Recently, I was able to view a couple of the amazing structures at Brickon 2010 in Seattle. It struck me the lego builders were amazingly creative. One gentleman said that he only had 55,000 legos, whereas a number of other builders had 1,000,000 legos. People built these without kits, just from their own creativity. It was also a brick by brick by brick endeavor. One small, teeny lego on top of another small, teeny lego multiplied thousands of time over thousands of hours. Putting legos together, sorting them and figuring out how the legos were going to fit together. That was all part of the creativity process and the fun. To someone who doesn’t like legos, this might be a form of torture. To someone who loves legos, it is work, but it is a type of work that you get lost in. It becomes a labor of love.

Lego Skyscraper

As parents, anytime we can help our children find the things that are their individual labors of love — and task that they are willing to get lost in for hours and hours and hours while building one lego at a time, or one drawing at a time, or one note at a time, we are strengthening their creative muscle. Learning a sport is one kick, one throw, one run at a time.
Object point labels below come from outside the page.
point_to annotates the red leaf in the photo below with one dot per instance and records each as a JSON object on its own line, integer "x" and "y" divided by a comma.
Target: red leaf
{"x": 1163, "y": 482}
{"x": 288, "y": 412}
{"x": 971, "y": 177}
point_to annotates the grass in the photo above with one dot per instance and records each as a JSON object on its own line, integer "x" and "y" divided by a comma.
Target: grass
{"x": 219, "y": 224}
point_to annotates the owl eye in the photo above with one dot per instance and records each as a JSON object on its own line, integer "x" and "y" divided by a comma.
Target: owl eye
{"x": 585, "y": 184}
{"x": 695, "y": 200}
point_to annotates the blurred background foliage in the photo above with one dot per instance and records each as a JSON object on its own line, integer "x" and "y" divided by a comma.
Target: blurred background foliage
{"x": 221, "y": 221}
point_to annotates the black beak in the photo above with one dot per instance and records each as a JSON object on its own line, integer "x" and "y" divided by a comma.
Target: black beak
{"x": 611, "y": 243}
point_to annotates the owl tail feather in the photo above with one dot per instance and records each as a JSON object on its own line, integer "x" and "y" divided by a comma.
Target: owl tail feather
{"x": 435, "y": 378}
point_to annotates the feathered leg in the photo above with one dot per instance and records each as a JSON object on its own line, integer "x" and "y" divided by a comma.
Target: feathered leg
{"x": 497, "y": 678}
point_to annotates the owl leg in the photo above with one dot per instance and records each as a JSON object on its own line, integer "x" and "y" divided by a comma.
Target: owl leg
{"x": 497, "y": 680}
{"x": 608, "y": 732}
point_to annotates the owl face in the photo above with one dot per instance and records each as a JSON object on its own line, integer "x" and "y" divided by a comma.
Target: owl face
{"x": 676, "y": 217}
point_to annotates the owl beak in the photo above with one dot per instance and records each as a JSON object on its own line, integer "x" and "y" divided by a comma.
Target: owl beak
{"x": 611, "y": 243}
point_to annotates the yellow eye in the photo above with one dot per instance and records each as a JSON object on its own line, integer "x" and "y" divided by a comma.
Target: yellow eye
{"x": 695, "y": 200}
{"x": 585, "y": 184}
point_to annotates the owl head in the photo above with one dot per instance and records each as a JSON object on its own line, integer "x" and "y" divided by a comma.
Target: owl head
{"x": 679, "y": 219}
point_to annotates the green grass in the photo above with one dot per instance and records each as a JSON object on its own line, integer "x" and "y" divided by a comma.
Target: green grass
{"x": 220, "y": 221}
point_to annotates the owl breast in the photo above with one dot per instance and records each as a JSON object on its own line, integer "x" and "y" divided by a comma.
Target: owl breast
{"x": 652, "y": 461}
Writing becomes writing a sentence, then a paragraph, then a page, then a story. Each lego, each note, each word is a tiny step that builds into a beautiful creation that means something to each of us. As parents, if we can help our children find that thing that they love enough to build and then help them when they want to knock all the legos over because they are overwhelmed, or frustrated, or bored, they will take their creativity to levels we cannot begin to imagine.